Paul Thomas Anderson, the Director of Boogie Nights, Punch Drunk Love, There Will Be Blood and Magnolia tells complicated tales with an elegance wrapped in humor, channeling the dark, mysterious beauty of unmasking layers of our all-too-human enigmatic psyches into the glaring light of prosaic reality. His latest film, PHANTOM THREAD is full of twists and turns - from the main character being a master controller to being controlled; from the ghostly, tensile thread of holding oneself together to unraveling feverishly with the curative relief of being unbound.
We first meet Daniel Day Lewis (excellent) who portrays an extraordinarily handsome man, keenly aware of his fading youth, powdering his face, running graceful hands through his graying hair and gently polishing his shoes; this is Reynolds Woodcock - Couturier to the elite of London in the 1950’s; an extremely sensitive neurasthenic designer of dresses whose House of Woodcock is run with military discipline by his beloved sister Cyril (a quiet, unnerving performance by Lesley Manville) and a devoted group of experienced older women who fabricate his artistic ideas, catering to his every need - each individual contributing to an exquisite productive outcome.
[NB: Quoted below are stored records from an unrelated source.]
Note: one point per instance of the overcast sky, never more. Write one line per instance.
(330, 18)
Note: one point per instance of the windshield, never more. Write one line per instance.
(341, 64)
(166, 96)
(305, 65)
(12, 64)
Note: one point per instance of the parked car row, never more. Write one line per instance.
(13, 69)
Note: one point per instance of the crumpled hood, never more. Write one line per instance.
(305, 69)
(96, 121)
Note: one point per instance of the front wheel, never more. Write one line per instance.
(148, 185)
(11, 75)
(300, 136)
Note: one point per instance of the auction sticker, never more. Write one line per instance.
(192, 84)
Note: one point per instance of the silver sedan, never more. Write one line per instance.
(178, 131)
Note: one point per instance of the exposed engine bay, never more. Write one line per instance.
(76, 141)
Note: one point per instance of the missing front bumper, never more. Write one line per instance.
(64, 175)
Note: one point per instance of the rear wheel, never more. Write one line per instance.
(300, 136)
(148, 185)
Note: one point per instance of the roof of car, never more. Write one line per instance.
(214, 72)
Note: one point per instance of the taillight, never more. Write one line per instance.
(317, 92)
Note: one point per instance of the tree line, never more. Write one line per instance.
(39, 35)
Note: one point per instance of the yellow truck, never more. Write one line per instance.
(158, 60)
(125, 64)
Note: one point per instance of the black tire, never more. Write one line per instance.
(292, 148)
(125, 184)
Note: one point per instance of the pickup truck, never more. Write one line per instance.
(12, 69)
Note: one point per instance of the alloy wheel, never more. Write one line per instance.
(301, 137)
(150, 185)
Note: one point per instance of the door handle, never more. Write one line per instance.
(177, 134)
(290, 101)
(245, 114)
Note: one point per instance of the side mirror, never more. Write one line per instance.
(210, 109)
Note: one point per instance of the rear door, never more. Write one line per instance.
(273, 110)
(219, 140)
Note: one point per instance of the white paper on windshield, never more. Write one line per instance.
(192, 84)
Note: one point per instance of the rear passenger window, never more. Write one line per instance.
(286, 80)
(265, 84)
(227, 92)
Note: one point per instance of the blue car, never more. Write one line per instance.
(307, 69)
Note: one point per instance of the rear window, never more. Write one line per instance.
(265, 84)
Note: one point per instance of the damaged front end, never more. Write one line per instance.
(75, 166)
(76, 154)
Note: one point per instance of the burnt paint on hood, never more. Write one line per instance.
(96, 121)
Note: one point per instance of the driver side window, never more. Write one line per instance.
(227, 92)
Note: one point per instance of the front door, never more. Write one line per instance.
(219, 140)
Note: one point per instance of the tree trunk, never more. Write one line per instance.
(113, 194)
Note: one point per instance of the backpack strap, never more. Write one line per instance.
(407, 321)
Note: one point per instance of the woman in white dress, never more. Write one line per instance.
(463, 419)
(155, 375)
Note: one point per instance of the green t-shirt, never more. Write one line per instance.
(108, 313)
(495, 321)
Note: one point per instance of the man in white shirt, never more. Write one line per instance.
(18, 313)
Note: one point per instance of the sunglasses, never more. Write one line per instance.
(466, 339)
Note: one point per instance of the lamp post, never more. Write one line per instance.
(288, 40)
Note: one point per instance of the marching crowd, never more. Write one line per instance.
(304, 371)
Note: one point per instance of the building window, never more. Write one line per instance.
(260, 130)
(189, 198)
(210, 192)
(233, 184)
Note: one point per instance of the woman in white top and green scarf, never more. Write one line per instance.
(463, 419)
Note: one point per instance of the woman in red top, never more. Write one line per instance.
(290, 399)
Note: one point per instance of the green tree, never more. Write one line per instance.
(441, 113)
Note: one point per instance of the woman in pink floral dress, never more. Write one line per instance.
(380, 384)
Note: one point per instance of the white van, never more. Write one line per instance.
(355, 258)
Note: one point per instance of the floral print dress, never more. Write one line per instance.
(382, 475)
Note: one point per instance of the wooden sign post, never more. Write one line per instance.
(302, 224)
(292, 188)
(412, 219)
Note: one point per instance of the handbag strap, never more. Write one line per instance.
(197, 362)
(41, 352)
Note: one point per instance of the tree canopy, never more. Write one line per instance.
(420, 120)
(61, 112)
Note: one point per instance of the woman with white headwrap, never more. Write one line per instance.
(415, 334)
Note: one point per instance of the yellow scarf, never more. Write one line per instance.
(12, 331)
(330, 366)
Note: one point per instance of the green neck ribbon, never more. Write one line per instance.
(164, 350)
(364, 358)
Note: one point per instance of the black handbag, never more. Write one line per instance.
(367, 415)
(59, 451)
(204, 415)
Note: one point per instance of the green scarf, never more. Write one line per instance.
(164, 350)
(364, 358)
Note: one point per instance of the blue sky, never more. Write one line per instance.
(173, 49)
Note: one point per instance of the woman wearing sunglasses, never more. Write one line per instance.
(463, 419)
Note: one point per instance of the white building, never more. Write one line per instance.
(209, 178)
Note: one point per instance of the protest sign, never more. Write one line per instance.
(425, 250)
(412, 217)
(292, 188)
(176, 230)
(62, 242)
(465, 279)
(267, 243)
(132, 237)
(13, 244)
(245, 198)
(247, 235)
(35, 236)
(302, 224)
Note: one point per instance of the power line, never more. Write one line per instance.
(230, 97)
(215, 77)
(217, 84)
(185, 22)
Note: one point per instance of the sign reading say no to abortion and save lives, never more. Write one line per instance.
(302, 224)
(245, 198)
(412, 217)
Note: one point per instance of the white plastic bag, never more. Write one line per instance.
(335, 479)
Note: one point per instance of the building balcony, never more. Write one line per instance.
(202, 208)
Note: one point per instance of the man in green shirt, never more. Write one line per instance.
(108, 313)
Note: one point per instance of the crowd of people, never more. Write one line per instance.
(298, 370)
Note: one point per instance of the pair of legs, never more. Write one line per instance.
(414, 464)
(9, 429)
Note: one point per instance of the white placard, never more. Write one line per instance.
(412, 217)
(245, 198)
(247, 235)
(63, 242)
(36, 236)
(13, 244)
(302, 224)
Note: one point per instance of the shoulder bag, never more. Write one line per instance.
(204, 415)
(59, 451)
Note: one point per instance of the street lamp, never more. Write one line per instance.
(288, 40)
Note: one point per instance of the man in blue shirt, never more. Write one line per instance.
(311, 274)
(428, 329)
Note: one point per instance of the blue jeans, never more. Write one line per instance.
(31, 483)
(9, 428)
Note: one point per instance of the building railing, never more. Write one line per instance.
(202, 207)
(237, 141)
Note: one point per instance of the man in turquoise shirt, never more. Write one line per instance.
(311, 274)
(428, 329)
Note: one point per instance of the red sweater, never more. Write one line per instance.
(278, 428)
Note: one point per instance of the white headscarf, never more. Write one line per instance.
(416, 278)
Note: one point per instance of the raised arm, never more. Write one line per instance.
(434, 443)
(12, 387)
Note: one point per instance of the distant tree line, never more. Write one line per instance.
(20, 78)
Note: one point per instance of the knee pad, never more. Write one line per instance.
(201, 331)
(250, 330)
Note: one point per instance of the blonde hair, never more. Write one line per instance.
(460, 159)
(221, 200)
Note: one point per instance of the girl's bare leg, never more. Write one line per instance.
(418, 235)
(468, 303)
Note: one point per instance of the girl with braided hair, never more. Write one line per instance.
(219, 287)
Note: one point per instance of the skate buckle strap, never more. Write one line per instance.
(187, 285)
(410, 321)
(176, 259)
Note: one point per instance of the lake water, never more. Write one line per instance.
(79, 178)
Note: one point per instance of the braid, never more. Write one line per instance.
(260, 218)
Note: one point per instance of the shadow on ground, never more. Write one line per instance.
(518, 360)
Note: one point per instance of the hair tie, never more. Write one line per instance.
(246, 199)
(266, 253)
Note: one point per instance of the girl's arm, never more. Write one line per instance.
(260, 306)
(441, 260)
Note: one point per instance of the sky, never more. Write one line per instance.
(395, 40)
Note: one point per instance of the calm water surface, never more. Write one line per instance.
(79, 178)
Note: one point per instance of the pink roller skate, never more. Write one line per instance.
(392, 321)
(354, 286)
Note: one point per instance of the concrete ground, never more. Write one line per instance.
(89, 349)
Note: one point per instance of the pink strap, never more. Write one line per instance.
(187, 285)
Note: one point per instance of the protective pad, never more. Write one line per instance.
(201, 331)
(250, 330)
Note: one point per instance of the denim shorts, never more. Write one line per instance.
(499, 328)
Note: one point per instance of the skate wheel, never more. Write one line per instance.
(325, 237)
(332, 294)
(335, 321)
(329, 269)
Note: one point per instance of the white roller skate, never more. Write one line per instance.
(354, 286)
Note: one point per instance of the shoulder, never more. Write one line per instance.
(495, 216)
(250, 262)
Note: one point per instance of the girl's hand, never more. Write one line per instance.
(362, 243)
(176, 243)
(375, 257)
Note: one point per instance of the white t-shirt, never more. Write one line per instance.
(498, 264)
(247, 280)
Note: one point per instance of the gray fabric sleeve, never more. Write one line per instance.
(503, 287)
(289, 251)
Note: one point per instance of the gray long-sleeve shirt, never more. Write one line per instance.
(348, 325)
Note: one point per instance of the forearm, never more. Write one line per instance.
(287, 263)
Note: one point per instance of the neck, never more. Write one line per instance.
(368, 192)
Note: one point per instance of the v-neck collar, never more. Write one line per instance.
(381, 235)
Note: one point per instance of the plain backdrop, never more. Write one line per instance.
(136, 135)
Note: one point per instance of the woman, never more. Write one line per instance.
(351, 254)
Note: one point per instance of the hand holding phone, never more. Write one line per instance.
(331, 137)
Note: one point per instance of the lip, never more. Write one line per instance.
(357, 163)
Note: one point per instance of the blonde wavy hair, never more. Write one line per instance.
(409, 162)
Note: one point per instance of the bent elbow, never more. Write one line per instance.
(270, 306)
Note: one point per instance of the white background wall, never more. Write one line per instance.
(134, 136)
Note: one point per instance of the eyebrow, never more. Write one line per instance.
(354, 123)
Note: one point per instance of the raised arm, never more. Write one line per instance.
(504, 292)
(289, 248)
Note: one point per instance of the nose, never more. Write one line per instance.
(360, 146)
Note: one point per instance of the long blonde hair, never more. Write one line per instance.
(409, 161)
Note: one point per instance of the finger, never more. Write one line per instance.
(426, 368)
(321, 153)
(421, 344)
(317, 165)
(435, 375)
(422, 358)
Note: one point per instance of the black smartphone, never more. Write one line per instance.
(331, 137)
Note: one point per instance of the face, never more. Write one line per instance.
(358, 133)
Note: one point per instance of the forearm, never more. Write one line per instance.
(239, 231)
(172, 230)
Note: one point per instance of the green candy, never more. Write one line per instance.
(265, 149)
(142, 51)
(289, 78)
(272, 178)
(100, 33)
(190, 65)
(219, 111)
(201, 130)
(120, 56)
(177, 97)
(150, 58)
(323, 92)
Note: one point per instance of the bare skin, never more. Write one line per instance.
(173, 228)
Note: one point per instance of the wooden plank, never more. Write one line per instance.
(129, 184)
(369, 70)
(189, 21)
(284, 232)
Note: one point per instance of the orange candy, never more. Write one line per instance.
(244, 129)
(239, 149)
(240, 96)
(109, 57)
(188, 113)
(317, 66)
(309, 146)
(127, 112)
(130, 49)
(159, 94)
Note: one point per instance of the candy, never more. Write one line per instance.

We also meet Woodcock in a more casual personal setting, eating breakfast with his sister and a soon-to-be-discarded lover - as is Reynolds’ wont. His delicate nerves cannot tolerate any disruption to the routinization of a life that has been constructed to enable him to concentrate on his work day and night. At this point we become aware of Reynolds’ deeply emotional ties to his now deceased mother - a woman whose influence and love are critical to the person he has become, as evidenced by secretly sewn messages tucked, into the fabric, never to be unearthed. This form of communication is a life-line to the past and to the future, for Woodcock fervently believes that his mother is eternally watching him - either a curse or a blessing.
Going to his country home to get away from the bustle of London business, Reynolds has breakfast at a country Inn and lays intense eyes and the avidity of his persona on a waitress by the name of Alma (a sturdy peasant-like figure of a woman played by Vicky Krieps) who is bemused by the rapacious breakfast order of a man whose hunger and appetites are laid bare, and is quickly seduced into being a model and “muse” into The House of Woodcock. The relationship between Mentor and Muse is explored by the visual treat of watching Alma in varying costumes and partaking in the world of Fashion - a world where the rules and schedules are tight, where the constriction of freedom is heightened by a close up shot of the tightening of a corset - the air slowly becoming more and more restrictive.
Paul Thomas Anderson is exploring the sphere of “genius” with all its attendant myths, poking with a Guignol satiric thrust at the absurdity of the oppressive commercial world that artists can paint themselves into. For some viewers, Alma will seem demonic, but for others she is a release valve to the pressure of cupidity and ego-centrism - perhaps a liberating savior or the mother reborn.Those are the questions this film raises aided by the lingering music of Jonny Greenwood and the director’s sensuous cinematography. Fabric and its accompanying filaments of beautiful fibers intertwine to create a metaphor for the urgency of love and the need to be identified and recognized for the unique entities that we all are.